An outdoor walk on public land on a real budget—what is not to value? These are green spaces well-preserved and curated by dedicated Big Island citizens to continue historical and sacred and purposeful Hawaiian plant growing and practicing. Lauhalla, for example. Whenever I see lauhalla growing, I get happy. The tree has streamlined design, a nature's symmetry making me grin to see simplicity at work. And the leaves are ideal for weaving myriad life essentials: hats, mats, walls, and far more. Native Hawaiians could count on lauhalla for so many purposes.
From where I stand on the pathway to reach this garden-growing area, I look across a long and wide pond, a complex water ecosystem, and there on the other side is the same McMansion where the housekeeping afternoon unfolded seven years ago. The literal distance is so close. And perhaps the extravagance one is far, far more?
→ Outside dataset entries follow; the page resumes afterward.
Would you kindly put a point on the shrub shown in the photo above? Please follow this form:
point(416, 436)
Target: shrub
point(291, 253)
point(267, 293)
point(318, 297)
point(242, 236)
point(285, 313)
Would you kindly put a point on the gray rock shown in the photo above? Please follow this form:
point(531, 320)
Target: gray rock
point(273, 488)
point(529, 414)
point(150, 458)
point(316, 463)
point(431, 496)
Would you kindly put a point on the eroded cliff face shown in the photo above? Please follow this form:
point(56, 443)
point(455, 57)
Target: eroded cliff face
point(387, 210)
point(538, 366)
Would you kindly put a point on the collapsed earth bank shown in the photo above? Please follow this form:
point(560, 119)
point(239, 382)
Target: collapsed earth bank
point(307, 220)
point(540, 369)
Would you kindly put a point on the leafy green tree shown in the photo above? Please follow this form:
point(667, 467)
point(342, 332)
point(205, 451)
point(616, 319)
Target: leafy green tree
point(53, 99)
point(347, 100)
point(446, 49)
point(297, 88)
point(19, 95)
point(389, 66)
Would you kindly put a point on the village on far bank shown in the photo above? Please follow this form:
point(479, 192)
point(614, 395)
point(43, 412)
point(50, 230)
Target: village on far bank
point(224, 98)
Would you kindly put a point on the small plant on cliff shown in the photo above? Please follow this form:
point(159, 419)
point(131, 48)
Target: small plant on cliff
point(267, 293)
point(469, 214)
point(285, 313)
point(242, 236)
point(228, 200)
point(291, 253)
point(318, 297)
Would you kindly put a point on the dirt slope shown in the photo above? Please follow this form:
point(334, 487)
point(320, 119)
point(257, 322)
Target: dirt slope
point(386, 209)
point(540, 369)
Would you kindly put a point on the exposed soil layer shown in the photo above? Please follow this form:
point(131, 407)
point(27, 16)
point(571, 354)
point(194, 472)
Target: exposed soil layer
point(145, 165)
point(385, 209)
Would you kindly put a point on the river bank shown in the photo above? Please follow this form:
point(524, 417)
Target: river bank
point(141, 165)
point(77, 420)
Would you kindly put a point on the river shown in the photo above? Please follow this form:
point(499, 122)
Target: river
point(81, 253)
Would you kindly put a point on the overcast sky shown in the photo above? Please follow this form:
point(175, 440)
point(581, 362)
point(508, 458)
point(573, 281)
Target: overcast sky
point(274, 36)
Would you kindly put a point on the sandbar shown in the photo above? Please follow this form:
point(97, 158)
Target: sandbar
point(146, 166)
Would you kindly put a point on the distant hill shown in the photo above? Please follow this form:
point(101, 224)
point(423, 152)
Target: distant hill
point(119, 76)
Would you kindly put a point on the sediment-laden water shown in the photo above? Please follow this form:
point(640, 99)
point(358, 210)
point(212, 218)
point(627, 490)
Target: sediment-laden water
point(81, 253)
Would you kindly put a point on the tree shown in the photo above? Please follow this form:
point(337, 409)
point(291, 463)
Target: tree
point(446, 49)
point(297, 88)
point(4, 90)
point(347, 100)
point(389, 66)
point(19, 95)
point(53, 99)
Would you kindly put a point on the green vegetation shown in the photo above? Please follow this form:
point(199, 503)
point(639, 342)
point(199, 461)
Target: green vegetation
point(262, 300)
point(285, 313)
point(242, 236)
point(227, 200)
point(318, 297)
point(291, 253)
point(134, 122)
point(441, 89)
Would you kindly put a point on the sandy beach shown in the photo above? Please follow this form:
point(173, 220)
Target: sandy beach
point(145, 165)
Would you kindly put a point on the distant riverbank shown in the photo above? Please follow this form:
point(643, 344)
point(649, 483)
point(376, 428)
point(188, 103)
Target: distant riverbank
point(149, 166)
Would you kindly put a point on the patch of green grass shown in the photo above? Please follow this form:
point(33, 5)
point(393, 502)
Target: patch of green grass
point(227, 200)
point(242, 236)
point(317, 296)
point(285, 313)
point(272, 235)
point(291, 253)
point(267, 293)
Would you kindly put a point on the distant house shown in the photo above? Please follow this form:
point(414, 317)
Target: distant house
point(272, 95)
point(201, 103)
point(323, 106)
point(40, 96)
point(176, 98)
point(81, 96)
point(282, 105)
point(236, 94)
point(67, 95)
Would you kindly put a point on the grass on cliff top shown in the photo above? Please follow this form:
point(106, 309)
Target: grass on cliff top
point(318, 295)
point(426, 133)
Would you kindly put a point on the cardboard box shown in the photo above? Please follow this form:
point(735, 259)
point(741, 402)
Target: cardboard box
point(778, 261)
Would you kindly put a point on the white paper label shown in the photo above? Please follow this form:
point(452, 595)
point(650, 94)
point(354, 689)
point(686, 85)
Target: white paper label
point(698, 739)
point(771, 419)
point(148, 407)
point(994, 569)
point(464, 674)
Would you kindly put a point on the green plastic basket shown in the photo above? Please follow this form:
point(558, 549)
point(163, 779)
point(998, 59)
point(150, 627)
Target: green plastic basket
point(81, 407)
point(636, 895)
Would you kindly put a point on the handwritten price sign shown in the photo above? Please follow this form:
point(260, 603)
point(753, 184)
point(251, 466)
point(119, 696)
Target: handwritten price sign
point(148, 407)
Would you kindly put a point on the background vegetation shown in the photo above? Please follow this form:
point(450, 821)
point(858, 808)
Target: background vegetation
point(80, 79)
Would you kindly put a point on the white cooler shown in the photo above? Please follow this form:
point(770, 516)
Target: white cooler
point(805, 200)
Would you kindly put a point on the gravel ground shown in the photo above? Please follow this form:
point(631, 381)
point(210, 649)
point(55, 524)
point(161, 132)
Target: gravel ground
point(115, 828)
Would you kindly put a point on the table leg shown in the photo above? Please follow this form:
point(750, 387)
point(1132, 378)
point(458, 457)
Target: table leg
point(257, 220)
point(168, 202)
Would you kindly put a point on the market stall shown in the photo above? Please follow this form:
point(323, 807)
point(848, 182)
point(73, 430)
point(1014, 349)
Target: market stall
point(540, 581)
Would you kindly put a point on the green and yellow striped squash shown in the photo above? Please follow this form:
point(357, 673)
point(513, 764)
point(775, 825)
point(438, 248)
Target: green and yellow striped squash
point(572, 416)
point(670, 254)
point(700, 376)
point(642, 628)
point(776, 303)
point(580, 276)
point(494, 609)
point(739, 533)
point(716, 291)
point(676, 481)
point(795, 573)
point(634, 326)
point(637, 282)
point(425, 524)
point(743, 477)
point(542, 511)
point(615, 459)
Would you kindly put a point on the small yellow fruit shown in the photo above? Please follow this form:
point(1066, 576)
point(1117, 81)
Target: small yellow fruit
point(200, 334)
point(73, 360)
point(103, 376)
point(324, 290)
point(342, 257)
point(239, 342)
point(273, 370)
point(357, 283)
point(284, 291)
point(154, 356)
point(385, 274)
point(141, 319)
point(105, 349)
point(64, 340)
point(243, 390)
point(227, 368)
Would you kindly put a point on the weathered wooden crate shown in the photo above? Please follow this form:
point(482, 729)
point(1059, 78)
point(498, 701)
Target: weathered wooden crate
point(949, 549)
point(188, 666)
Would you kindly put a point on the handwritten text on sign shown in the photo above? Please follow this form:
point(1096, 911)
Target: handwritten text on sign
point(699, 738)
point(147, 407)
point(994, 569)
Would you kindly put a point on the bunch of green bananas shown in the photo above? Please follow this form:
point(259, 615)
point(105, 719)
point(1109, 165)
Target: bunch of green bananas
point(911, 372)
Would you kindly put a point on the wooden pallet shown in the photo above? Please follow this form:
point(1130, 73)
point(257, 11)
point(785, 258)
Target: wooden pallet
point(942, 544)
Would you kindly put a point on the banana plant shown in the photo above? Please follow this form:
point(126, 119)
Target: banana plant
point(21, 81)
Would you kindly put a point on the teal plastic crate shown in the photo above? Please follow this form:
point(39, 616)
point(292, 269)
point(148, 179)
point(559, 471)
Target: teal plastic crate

How material much is necessary to sense alignment with life? I don't have any answers. This morning I woke up blissful on a $10 taco meal the evening before (includes an iced coffee) and sleeping accommodations for $7. The intriguing morning walk—chalk full of history and culture and immersion learning—is free. That McMansion and I are so interconnected and so separate still.
The gift that keeps giving—if I only look closely—is nature's outdoor expansiveness. A choice to look around no matter where I am in which geography and observe the beauty there. And maybe share a story or two with family on discoveries made. My son Darien is a teenager in our family and grateful I am that he still enjoys listening when his Mama returns from Kohanaiki camping and I talk story some, the often too tangential method (yet really?) to build an essay point. Happily the basics keep our family in continual conversation on healthy life.